Renée fut calme dans son chagrin, comme elle l’avait été dans son bonheur ; mais son cœur fut brisé pour toujours. Elle renferma en elle-même sa cruelle douleur ; ses enfans avaient encore besoin d’elle, elle se consacra à eux tout entière. Jean, son fils, venait d’atteindre sa dix-septième année ; c’était un beau garçon, grand, robuste, franc, gai, ayant, avec les beaux traits de sa mère et son caractère solide, la physionomie joyeuse de son père. Marie, plus jeune d’un an, était fraîche comme une rose ; son caractère impressionnable passait presque sans transition de la gaieté à la tristesse ; les sensations les plus fugitives se peignaient sur son charmant visage ; il semblait qu’on pût lire dans son ame à travers sa peau transparente. C’était une frêle créature qui avait besoin qu’on veillât sur elle, qu’on éloignât de son chemin les pierres et les ronces. Elle manquait de force contre le malheur, cherchait un appui autour d’elle, et, n’en trouvant point, elle serait tombée, sans essayer de résister par ses propres efforts.

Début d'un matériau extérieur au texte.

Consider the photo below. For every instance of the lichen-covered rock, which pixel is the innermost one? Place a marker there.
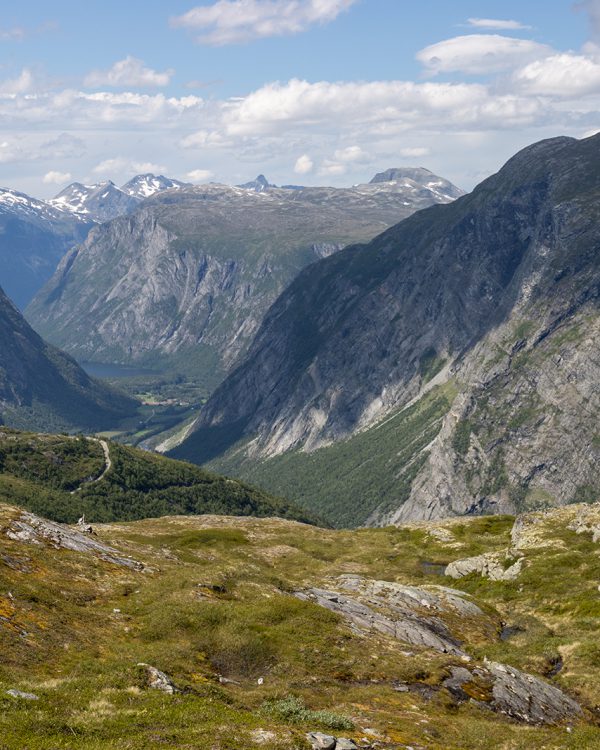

Renée connaissait parfaitement le caractère de ses deux enfans ; elle entourait Marie de soins, de complaisances infinies. Aussi l’accusait-on tout bas d’une préférence condamnable pour cette fille si gâtée, si choyée ; mais qui peut lire dans le cœur d’une mère et deviner ce qu’elle n’ose s’avouer à elle-même ?… Renée ne s’inquiétait point de ces accusations, peut-être parce qu’une voix secrète lui disait que Jean, son beau garçon, au cœur tendre et profond, aux volontés fermes et persévérantes, était l’orgueil de son ame, la joie de ses yeux, le premier amour de son cœur. Ce fut Jean qu’elle plaça résolument, et malgré sa jeunesse, à la tête de la ferme, dirigeant ses premiers pas sans trop le laisser voir, et lui remettant ostensiblement tout le pouvoir paternel. À lui la première place à table, à lui ce lit où il était né, où était mort son père : il devint le chef de famille, et Renée lui apprit doucement à se servir de sa nouvelle autorité ; mais, comme malgré elle et par tendresse seulement, elle en retint le poids et les soucis. Son esprit élevé dominait sans peine et sans lutte tout ce qui l’entourait ; son influence bienfaisante se faisait sentir à tout instant ; elle était l’ame de la maison, le génie du foyer ; ses enfans l’adoraient ; Jean cédait à toutes ses volontés, Marie vivait à son ombre.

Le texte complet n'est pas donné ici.